Most psychiatric disorders develop during adolescence and young adulthood and are preceded by a phase during which attenuated or episodic symptoms and functional decline are apparent. The introduction of the ultra-high risk (UHR) criteria two decades ago created a new framework for identification of risk and for pre-emptive psychiatry, focusing on first episode psychosis as an outcome. Research in this paradigm demonstrated the comorbid, diffuse nature of emerging psychopathology and a high degree of developmental heterotopy, suggesting the need to adopt a broader, more agnostic approach to risk identification. Guided by the principles of clinical staging, we introduce the concept of a pluripotent at-risk mental state. The clinical high at risk mental state (CHARMS) approach broadens identification of risk beyond psychosis, encompassing multiple exit syndromes such as mania, severe depression, and personality disorder. It does not diagnostically differentiate the early stages of psychopathology, but adopts a “pluripotent” approach, allowing for overlapping and heterotypic trajectories and enabling the identification of both transdiagnostic and specific risk factors.

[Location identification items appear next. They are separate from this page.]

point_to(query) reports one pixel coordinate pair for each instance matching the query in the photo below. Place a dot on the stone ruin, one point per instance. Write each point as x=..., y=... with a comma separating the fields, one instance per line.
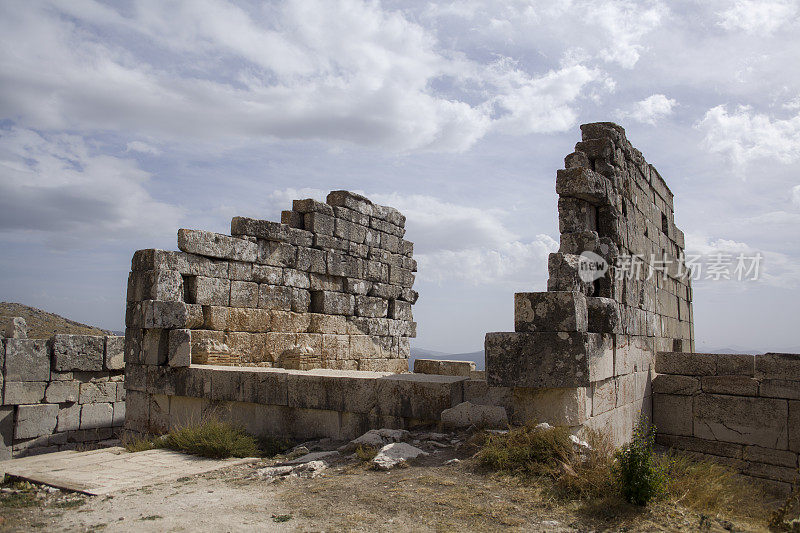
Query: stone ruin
x=328, y=287
x=583, y=351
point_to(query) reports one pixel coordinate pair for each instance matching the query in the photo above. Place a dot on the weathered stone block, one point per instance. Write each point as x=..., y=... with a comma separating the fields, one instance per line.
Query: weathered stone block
x=332, y=303
x=216, y=245
x=61, y=392
x=22, y=392
x=208, y=291
x=35, y=420
x=115, y=353
x=180, y=348
x=756, y=421
x=676, y=384
x=244, y=294
x=27, y=360
x=443, y=367
x=778, y=366
x=550, y=311
x=274, y=297
x=736, y=385
x=672, y=414
x=687, y=364
x=545, y=359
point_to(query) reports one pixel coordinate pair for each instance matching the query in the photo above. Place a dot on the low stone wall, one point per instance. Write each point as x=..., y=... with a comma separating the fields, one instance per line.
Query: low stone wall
x=59, y=393
x=300, y=404
x=741, y=410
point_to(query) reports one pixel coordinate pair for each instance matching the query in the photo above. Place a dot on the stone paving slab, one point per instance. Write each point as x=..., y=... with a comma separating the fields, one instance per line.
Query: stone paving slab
x=110, y=470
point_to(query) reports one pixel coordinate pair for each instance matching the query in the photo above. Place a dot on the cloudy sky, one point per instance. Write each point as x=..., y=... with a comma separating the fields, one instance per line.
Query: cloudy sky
x=123, y=121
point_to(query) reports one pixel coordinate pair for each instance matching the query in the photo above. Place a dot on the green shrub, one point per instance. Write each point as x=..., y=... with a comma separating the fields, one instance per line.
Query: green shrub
x=638, y=474
x=212, y=438
x=527, y=451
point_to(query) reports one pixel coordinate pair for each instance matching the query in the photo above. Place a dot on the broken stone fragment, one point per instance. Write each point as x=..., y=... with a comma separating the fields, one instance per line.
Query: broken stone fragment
x=395, y=454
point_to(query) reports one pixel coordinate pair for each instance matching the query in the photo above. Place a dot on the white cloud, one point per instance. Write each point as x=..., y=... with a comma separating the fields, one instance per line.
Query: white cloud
x=758, y=16
x=142, y=147
x=344, y=70
x=650, y=110
x=60, y=186
x=744, y=135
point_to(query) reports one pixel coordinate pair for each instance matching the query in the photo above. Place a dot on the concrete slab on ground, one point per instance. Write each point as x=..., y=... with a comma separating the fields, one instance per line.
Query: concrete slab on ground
x=110, y=470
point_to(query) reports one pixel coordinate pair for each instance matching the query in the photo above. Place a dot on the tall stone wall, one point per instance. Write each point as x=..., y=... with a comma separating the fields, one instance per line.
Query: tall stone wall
x=58, y=393
x=582, y=352
x=741, y=410
x=328, y=287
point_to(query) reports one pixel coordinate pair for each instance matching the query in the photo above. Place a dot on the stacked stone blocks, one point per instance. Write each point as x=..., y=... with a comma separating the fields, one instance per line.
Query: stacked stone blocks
x=59, y=393
x=742, y=410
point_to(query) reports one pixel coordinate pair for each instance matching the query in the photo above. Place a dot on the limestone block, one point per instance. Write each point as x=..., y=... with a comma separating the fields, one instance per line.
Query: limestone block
x=6, y=432
x=61, y=392
x=672, y=414
x=180, y=348
x=137, y=411
x=546, y=359
x=676, y=384
x=736, y=385
x=604, y=396
x=336, y=346
x=96, y=415
x=21, y=392
x=289, y=322
x=779, y=388
x=318, y=223
x=35, y=420
x=550, y=311
x=756, y=421
x=443, y=367
x=418, y=396
x=694, y=444
x=312, y=206
x=277, y=254
x=208, y=291
x=368, y=306
x=155, y=346
x=467, y=414
x=27, y=360
x=172, y=314
x=332, y=303
x=687, y=364
x=97, y=392
x=118, y=414
x=115, y=353
x=584, y=184
x=244, y=294
x=301, y=300
x=216, y=245
x=319, y=323
x=13, y=327
x=556, y=406
x=274, y=297
x=270, y=275
x=778, y=366
x=350, y=200
x=603, y=315
x=311, y=260
x=400, y=310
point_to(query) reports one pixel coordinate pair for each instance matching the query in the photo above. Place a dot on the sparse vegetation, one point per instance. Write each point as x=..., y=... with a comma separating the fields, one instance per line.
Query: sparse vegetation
x=639, y=476
x=210, y=438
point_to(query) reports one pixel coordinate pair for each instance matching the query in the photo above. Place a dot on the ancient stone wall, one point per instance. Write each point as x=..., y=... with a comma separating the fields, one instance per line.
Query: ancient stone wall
x=741, y=410
x=581, y=353
x=58, y=393
x=329, y=287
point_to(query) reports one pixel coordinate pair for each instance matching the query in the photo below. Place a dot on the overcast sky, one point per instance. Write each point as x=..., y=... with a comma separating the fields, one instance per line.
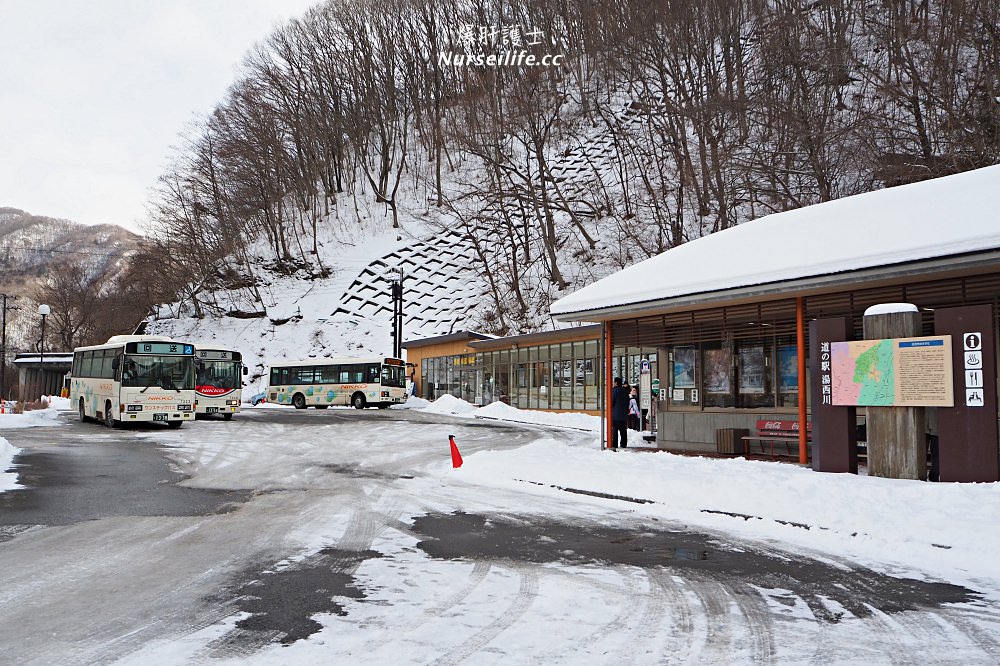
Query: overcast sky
x=94, y=93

As CHARMS is developed within the framework of clinical staging, clinical utility is maximized by acknowledging the dimensional nature of clinical phenotypes, while retaining thresholds for introducing specific interventions. Preliminary data from our ongoing CHARMS cohort study (N = 114) show that 34% of young people who completed the 12-month follow-up assessment (N = 78) transitioned from Stage 1b (attenuated syndrome) to Stage 2 (full disorder). While not without limitations, this broader risk identification approach might ultimately allow reliable, transdiagnostic identification of young people in the early stages of severe mental illness, presenting further opportunities for targeted early intervention and prevention strategies.